December 6, 2013 · 9:45 pm

19 responses to “History, Sugar Mill Ruins

  1. Great post. I love history and this was new to me. Your nice photos completed the story very well.

  2. patricksgarden1

    Entertaining read. Your images, on a much smaller scale, reminded me of ruins of castles and buildings in Britain. Would be a blast to be hired as the landscape architect in reinventing that space.

  3. Somehow I’ve missed the sugar mill ruins on my many trips to Florida, but it looks like an interesting place.

  4. This looks great. I’ve been here 43 years and there’s still so much to learn about the state.

  5. Interesting how much the large vats (pits?) resemble what I was told were leather tanning pits at the San Gabriel Mission where I went to grade school.
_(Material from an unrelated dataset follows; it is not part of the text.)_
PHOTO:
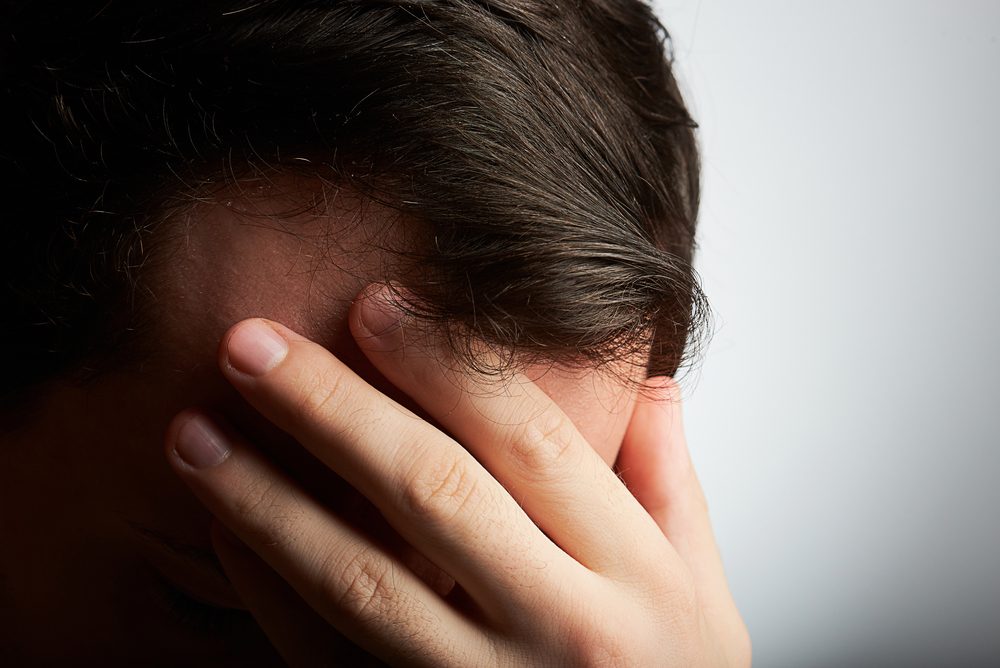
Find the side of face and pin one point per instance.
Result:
(98, 534)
After school I had to wait for my mom to pick me up and it was easy for us to play on the grounds of the church which were also a museum and historical site where apparently the Gabrielino Indians had worked at leather tanning and I think soap making, which would logically follow from the tallow extracted from the leather processing. Can’t imagine that they would let anyone scramble up and over those pits nowadays…it was a long way to the bottom!

    • Thanks for sharing your interesting story about the vats. I’m glad you survived those days of playing around those pits. When I was a child growing up in the Smoky Mountains, I frequently hiked and played close to the edge of some tall cliffs. Fortunately I survived never falling over the ledge in remote places considered dangerous by adults.

  6. This looks like another interesting Florida spot for us to visit! 🙂

  7. Amy

    Thank you for the history info, Mary! Great photos of the Sugar Mill Ruins.